3. Başvuru, başvuru formu ve eklerinin idari yönden
yapılan ön incelemesinden sonra Komisyona sunulmuştur.
4. Komisyonca 2017/30777 başvuru numaralı bireysel
başvuru dosyasının hukuki irtibat nedeniyle 2017/30700 başvuru numaralı
bireysel başvuru dosyası ile birleştirilmesine, incelemenin 2017/30700 başvuru
numaralı bireysel başvuru dosyası üzerinden yürütülmesine karar verilmiştir.
5. Komisyonca başvurunun kabul edilebilirlik
incelemesinin Bölüm tarafından yapılmasına karar verilmiştir.
6. Bölüm Başkanı tarafından başvurunun kabul
edilebilirlik ve esas incelemesinin birlikte yapılmasına karar verilmiştir.
7. Başvuru belgelerinin bir örneği bilgi için Adalet
Bakanlığına (Bakanlık) gönderilmiştir. Bakanlık görüş bildirmemiştir.
III. OLAY VE
OLGULAR
8. Başvuru formu ve eklerinde ifade edildiği şekliyle
ilgili olaylar özetle şöyledir:
9. Başvurucu Kenan Arslan 1954, başvurucu Yusuf Sönmez
ise 1951 doğumludur. Emekli olan başvurucular Tokat'ta ikamet etmektedir.
10. Z. Bankası (Banka) 25/9/1998 tarihinde aralarında
başvurucuların da bulunduğu davalılar aleyhine alacak davası açmıştır. Dava
dilekçesinde, ilçe şubesinde görevli olan davalıların mevzuat ve genelgelere
aykırı hareket ederek usulsüz kredi kullandırmalarından dolayı bankanın
uğradığı 72.130.215.192 TL zararın davalılardan müştereken ve müteselsilen
tahsili talep edilmiştir. Banka 8/7/1999 tarihinde açtığı ikinci dava ile ilk
davadaki iddiaya dayalı olarak ayrıca 14.074.338.407 TL'nin de davalılardan
müştereken ve müteselsilen tahsilini istemiştir. Turhal 1. Asliye Hukuk Mahkemesi
(Mahkeme) açılan ikinci davayı ilk dava ile birleştirmiştir.
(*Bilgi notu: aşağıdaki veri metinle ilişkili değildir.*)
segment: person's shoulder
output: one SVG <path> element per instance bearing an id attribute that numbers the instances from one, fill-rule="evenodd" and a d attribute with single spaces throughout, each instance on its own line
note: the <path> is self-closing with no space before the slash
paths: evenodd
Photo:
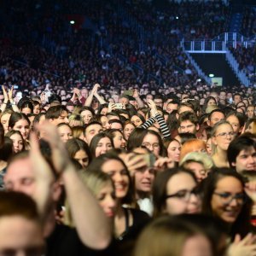
<path id="1" fill-rule="evenodd" d="M 149 215 L 144 211 L 135 209 L 135 208 L 129 208 L 129 210 L 131 211 L 133 218 L 139 218 L 142 220 L 143 219 L 148 220 L 150 218 Z"/>

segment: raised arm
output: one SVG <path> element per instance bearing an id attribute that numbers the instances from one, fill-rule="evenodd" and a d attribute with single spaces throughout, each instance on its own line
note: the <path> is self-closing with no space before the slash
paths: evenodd
<path id="1" fill-rule="evenodd" d="M 79 178 L 56 128 L 49 122 L 44 122 L 38 128 L 44 132 L 44 138 L 51 148 L 54 167 L 62 177 L 79 238 L 91 248 L 105 248 L 111 240 L 111 228 L 106 215 L 95 196 Z"/>
<path id="2" fill-rule="evenodd" d="M 18 108 L 18 106 L 16 105 L 14 98 L 13 98 L 13 91 L 14 91 L 14 86 L 11 87 L 11 89 L 8 91 L 8 96 L 9 96 L 9 102 L 12 105 L 12 108 L 15 112 L 20 112 L 20 109 Z"/>
<path id="3" fill-rule="evenodd" d="M 140 95 L 137 91 L 137 89 L 134 90 L 133 96 L 135 97 L 136 101 L 137 102 L 138 107 L 139 108 L 143 108 L 144 103 L 143 103 L 143 100 L 140 98 Z"/>
<path id="4" fill-rule="evenodd" d="M 1 105 L 0 110 L 3 112 L 6 108 L 7 103 L 9 102 L 8 94 L 6 92 L 4 85 L 2 85 L 3 94 L 3 102 Z"/>

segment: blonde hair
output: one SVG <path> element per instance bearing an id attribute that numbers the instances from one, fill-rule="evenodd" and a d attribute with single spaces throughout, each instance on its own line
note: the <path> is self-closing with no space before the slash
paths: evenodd
<path id="1" fill-rule="evenodd" d="M 231 127 L 231 129 L 233 130 L 233 126 L 228 121 L 220 120 L 219 122 L 216 123 L 212 127 L 212 137 L 211 137 L 212 138 L 216 136 L 216 132 L 217 132 L 218 127 L 223 125 L 229 125 Z M 216 153 L 216 151 L 217 151 L 217 146 L 212 143 L 212 156 Z"/>
<path id="2" fill-rule="evenodd" d="M 83 183 L 88 187 L 88 189 L 91 191 L 91 193 L 97 197 L 101 190 L 107 184 L 113 184 L 113 181 L 109 175 L 102 172 L 87 172 L 79 173 Z M 75 227 L 75 224 L 73 221 L 72 213 L 70 210 L 70 206 L 68 201 L 66 200 L 65 202 L 65 215 L 64 215 L 64 224 L 70 227 Z"/>
<path id="3" fill-rule="evenodd" d="M 207 152 L 207 143 L 203 140 L 195 138 L 186 141 L 181 148 L 180 160 L 182 160 L 188 153 L 196 151 L 199 148 L 203 148 Z"/>
<path id="4" fill-rule="evenodd" d="M 178 216 L 160 217 L 143 230 L 133 255 L 180 256 L 187 240 L 195 236 L 206 237 L 192 223 L 183 221 Z"/>
<path id="5" fill-rule="evenodd" d="M 213 161 L 207 153 L 202 153 L 202 152 L 188 153 L 179 162 L 179 166 L 181 166 L 189 161 L 201 163 L 204 166 L 204 168 L 206 170 L 209 170 L 213 166 Z"/>

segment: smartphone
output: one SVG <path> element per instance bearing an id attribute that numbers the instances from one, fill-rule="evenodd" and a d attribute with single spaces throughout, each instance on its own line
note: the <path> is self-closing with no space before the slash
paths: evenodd
<path id="1" fill-rule="evenodd" d="M 123 95 L 133 96 L 133 90 L 124 90 Z"/>
<path id="2" fill-rule="evenodd" d="M 150 168 L 154 167 L 155 162 L 155 156 L 153 153 L 144 154 L 144 160 L 147 162 L 147 166 Z"/>
<path id="3" fill-rule="evenodd" d="M 115 108 L 117 109 L 123 109 L 124 108 L 124 106 L 122 103 L 115 103 Z"/>

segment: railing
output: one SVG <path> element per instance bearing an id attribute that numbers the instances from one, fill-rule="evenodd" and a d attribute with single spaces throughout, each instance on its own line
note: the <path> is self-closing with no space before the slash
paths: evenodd
<path id="1" fill-rule="evenodd" d="M 241 84 L 245 84 L 246 86 L 249 86 L 250 81 L 247 77 L 247 74 L 239 69 L 239 64 L 237 63 L 236 60 L 231 54 L 229 49 L 226 50 L 226 60 L 230 63 L 232 69 L 236 72 L 237 78 L 241 81 Z"/>
<path id="2" fill-rule="evenodd" d="M 184 49 L 183 49 L 184 50 Z M 190 63 L 193 65 L 195 69 L 196 70 L 197 73 L 199 74 L 200 77 L 203 78 L 204 80 L 207 82 L 208 85 L 212 84 L 211 79 L 203 73 L 203 71 L 199 67 L 197 63 L 194 61 L 194 59 L 190 56 L 188 51 L 184 50 L 188 59 L 189 60 Z"/>

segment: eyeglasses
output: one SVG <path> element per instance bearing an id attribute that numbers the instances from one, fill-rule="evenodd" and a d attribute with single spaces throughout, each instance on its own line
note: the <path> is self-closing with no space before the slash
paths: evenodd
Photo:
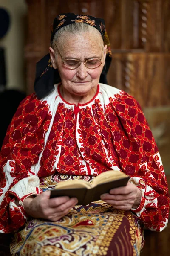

11. Davacı Banka, alacağı tahsilinin sağlanması için
başvurucuların mal varlığı hakkında ihtiyati haciz tedbiri uygulanmasını talep
etmiştir. Mahkeme 22/9/1998 tarihinde başvurucu Yusuf Sönmez yönünden,
6/10/1998 tarihinde ise başvurucu Kenan Arslan yönünden ihtiyati haciz talebini
kabul etmiştir. Mahkeme; teminatsız olarak başvurucuların menkul, gayrimenkul
malları ile üçüncü şahıslardaki hak ve alacakları üzerine ihtiyati haciz uygulanmasına
karar vermiştir.
12. Zile Cumhuriyet Başsavcılığı 15/11/2001 tarihinde
diğer şüphelilerle ile birlikte başvurucuların resmî evrakta sahtecilik, görevi
kötüye kullanma ve dolandırıcılık suçunu işledikleri iddiasıyla
cezalandırılmalarını talep etmiştir. Zile Ağır Ceza Mahkemesi 28/1/2009
tarihinde davanın zamanaşımına uğramış olması nedeniyle başvurucular hakkında
düşme kararı vermiştir. Yargıtay 11. Ceza Dairesi 13/5/2013 tarihinde kararı
onamıştır.
13. Mahkeme 12/4/2012 tarihinde davayı reddetmiştir.
Mahkeme gerekçesinde; dava konusunun bir kısmının lehlerine kredi kullandırılan
mudilerden icra kanalıyla tahsil edildiğini, bir kısmının tahsilatının ise
devam ettiğini belirtmiştir. Mahkeme; tahsilatı yapılamayan alacakların aciz
vesikasına bağlanmadığını ve aciz vesikasına bağlanmayan alacağın tahsil
imkânının olup olmadığının kesinleşmemesi nedeniyle de karar tarihi itibariyle
alacağın davalılardan tahsil imkânı bulunmadığını açıklamıştır.
14. Davacı Banka kararı temyiz etmiştir. Yargıtay 4.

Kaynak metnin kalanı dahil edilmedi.